Emotion-focused therapy (EFT)
Entails the practice of therapy being informed by understanding the role of emotion in psychotherapeutic change. Strategies used in EFT are aimed at strengthening the self, regulating affect, and creating new meaning.
Empathy
A deep and subjective understanding of the client with the client.
Expressive arts therapy
An approach that makes use of various arts—such as movement, drawing, painting, sculpting, music, and improvisation—in a supportive setting for the purpose of growth and healing.
Hierarchy of Needs
We are able to strive toward self-actualization only after these four basic needs are met: physiological, safety, love, and esteem.
Humanistic psychology
A movement, often referred to as the “third force,” that emphasizes freedom, choice, values, growth, self-actualization, becoming, spontaneity, creativity, play, humor, peak experiences, and psychological health.
Immediacy
Addressing what is going on between the client and therapist right now.

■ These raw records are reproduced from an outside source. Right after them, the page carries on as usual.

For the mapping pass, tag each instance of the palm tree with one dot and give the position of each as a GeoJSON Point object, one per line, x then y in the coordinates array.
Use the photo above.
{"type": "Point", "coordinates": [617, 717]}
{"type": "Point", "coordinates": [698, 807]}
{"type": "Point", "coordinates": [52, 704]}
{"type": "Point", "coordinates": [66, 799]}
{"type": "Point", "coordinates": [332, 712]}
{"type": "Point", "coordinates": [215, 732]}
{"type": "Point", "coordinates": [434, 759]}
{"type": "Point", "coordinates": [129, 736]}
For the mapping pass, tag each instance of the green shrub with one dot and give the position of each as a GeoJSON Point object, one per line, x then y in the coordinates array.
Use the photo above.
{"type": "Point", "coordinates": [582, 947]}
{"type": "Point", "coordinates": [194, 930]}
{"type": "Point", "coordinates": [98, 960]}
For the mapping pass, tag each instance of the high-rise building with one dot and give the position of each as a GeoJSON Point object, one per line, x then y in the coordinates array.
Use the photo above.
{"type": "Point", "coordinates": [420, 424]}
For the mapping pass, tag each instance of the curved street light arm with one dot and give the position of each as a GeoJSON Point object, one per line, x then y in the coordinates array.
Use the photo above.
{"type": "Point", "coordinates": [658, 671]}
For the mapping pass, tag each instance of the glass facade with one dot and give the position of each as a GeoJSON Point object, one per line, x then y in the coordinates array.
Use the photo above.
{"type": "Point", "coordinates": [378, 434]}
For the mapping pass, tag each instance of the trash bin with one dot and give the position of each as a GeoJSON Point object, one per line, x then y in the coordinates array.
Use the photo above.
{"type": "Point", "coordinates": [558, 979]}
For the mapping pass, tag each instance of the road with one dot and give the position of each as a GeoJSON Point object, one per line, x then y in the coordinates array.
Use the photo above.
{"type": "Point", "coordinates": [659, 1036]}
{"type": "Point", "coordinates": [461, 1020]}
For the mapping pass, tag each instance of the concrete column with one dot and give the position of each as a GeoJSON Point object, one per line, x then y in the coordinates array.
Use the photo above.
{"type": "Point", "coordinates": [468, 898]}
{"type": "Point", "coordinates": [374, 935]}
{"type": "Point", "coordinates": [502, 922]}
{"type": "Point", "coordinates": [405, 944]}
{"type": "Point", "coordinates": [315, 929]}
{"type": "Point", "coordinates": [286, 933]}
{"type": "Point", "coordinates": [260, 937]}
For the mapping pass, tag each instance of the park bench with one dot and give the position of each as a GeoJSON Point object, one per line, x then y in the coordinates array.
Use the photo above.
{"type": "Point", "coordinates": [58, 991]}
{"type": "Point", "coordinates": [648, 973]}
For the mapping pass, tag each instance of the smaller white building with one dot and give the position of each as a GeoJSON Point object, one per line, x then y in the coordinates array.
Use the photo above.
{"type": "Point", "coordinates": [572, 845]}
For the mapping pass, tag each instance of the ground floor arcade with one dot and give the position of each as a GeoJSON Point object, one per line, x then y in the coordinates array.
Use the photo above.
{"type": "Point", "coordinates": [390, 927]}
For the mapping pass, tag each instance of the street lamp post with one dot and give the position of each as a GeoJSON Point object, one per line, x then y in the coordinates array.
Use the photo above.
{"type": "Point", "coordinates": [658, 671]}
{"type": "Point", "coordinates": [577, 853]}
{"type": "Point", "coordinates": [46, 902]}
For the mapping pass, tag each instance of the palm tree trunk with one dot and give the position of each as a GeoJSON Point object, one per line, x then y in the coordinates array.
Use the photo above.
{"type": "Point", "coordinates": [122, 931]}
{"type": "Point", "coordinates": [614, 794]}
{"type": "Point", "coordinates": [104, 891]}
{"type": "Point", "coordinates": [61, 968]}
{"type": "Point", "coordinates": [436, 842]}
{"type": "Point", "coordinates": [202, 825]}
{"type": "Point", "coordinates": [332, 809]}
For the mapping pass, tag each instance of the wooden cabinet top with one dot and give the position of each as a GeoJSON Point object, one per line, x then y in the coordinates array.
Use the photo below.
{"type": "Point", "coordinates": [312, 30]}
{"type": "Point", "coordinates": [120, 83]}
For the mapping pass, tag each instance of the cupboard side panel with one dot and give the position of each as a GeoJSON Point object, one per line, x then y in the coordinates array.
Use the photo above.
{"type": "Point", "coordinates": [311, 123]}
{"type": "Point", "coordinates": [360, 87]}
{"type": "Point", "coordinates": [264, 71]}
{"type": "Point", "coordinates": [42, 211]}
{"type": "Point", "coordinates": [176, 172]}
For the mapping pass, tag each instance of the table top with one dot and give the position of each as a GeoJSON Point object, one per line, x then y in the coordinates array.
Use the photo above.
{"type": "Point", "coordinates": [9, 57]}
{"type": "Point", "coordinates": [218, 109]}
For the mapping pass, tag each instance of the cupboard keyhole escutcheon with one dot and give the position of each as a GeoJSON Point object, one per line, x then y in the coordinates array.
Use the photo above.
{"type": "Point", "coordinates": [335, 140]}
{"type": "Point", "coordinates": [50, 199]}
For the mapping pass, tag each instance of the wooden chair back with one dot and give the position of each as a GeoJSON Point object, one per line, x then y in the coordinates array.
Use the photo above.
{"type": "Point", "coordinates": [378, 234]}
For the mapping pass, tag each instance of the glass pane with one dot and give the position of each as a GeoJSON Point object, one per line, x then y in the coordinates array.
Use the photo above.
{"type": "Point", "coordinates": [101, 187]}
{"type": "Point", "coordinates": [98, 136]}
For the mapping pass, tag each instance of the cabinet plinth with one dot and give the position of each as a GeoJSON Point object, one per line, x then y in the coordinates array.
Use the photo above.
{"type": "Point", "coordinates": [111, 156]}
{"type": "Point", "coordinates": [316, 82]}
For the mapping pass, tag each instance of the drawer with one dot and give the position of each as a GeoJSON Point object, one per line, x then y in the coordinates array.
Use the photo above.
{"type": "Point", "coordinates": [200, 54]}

Motivational Interviewing (MI)
A humanistic, client-centered, psychosocial, directive counseling approach that was developed by William R. Miller and Stephen Rollnick in the early 1980s.

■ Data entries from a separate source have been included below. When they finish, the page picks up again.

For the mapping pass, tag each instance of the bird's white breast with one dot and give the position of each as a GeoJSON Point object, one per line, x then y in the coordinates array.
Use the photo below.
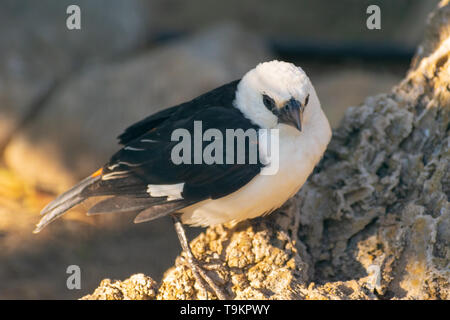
{"type": "Point", "coordinates": [298, 154]}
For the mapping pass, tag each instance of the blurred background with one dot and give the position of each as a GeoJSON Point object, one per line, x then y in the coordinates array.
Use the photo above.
{"type": "Point", "coordinates": [65, 95]}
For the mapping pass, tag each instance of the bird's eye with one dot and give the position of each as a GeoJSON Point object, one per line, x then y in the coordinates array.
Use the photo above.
{"type": "Point", "coordinates": [306, 101]}
{"type": "Point", "coordinates": [268, 102]}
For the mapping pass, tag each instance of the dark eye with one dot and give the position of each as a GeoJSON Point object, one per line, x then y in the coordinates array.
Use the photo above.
{"type": "Point", "coordinates": [306, 101]}
{"type": "Point", "coordinates": [268, 102]}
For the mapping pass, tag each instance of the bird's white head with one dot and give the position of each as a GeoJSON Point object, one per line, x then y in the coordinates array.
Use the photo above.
{"type": "Point", "coordinates": [277, 92]}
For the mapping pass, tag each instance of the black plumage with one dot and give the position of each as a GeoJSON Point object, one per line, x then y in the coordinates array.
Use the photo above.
{"type": "Point", "coordinates": [146, 159]}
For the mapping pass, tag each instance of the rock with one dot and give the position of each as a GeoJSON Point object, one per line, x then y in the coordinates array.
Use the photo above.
{"type": "Point", "coordinates": [77, 128]}
{"type": "Point", "coordinates": [137, 287]}
{"type": "Point", "coordinates": [349, 87]}
{"type": "Point", "coordinates": [372, 222]}
{"type": "Point", "coordinates": [37, 49]}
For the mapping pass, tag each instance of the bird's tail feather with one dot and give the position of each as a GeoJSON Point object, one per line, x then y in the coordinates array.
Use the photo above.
{"type": "Point", "coordinates": [64, 202]}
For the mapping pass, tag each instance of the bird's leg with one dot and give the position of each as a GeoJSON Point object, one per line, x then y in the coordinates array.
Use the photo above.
{"type": "Point", "coordinates": [199, 274]}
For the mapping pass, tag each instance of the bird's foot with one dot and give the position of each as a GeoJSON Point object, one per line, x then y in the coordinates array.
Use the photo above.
{"type": "Point", "coordinates": [204, 281]}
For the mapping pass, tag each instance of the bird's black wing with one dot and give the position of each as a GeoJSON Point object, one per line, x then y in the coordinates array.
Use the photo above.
{"type": "Point", "coordinates": [146, 160]}
{"type": "Point", "coordinates": [221, 96]}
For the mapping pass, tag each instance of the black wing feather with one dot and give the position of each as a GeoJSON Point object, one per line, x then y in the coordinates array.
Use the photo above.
{"type": "Point", "coordinates": [146, 159]}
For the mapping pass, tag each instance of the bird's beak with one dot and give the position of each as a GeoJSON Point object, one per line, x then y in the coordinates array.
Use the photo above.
{"type": "Point", "coordinates": [292, 114]}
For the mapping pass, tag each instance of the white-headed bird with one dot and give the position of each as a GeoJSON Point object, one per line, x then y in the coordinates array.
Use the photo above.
{"type": "Point", "coordinates": [142, 177]}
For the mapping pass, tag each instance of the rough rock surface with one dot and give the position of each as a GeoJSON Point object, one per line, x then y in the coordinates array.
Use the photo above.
{"type": "Point", "coordinates": [137, 287]}
{"type": "Point", "coordinates": [104, 99]}
{"type": "Point", "coordinates": [373, 220]}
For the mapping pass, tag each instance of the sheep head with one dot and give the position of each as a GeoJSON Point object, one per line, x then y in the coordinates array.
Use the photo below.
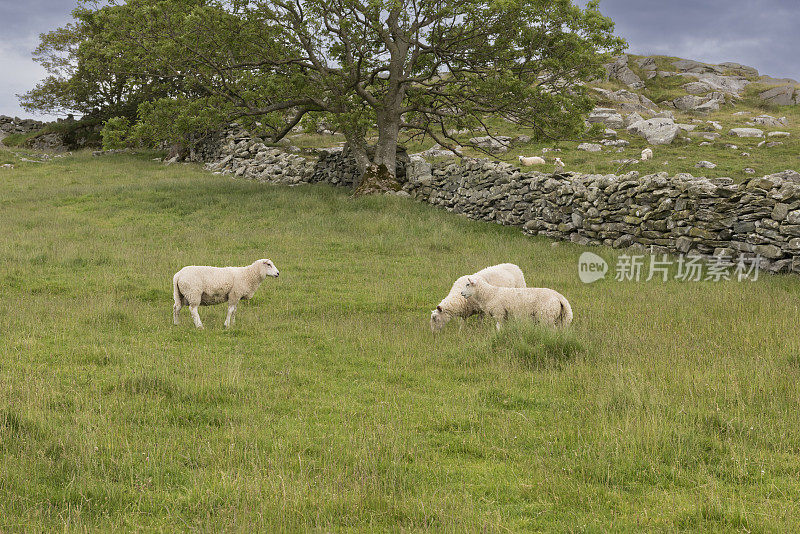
{"type": "Point", "coordinates": [267, 268]}
{"type": "Point", "coordinates": [469, 289]}
{"type": "Point", "coordinates": [439, 318]}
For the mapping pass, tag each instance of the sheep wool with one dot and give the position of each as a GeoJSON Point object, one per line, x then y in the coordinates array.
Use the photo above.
{"type": "Point", "coordinates": [539, 304]}
{"type": "Point", "coordinates": [455, 305]}
{"type": "Point", "coordinates": [197, 285]}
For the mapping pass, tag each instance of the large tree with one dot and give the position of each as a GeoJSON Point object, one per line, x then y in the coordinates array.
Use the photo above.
{"type": "Point", "coordinates": [87, 75]}
{"type": "Point", "coordinates": [425, 67]}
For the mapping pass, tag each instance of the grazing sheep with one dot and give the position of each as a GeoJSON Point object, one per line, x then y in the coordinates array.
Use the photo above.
{"type": "Point", "coordinates": [196, 285]}
{"type": "Point", "coordinates": [455, 305]}
{"type": "Point", "coordinates": [540, 304]}
{"type": "Point", "coordinates": [533, 160]}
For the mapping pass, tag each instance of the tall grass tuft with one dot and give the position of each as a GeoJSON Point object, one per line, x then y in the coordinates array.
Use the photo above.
{"type": "Point", "coordinates": [537, 346]}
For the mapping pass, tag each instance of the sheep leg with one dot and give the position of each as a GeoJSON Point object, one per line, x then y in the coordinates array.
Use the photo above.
{"type": "Point", "coordinates": [229, 320]}
{"type": "Point", "coordinates": [176, 310]}
{"type": "Point", "coordinates": [196, 316]}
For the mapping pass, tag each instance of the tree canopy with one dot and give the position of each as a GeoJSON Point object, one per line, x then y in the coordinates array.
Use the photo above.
{"type": "Point", "coordinates": [368, 66]}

Person-centered expressive arts therapy
Pioneered by Natalie Rogers, it extends person-centered theory by helping individuals access their feelings through creative expressions. (Same as expressive arts therapy.)
Positive psychology
A movement that has come into prominence, which shares many concepts on the healthy side of human existence with the humanistic approach.
Presence
The ability to “be with” someone fully in the present moment; being engaged and absorbed in the relationship with the client.
Self-actualization
The central theme of the work of Abraham Maslow. His theory of self-actualization is postulated on a hierarchy of needs as a source of motivation.
Stages of Change
People are assumed to progress through a series of five identifiable stages of motivation and readiness to change in the counseling process. They include the precontemplation stage, the contemplation stage, the preparation stage, the action stage, and the maintenance stage.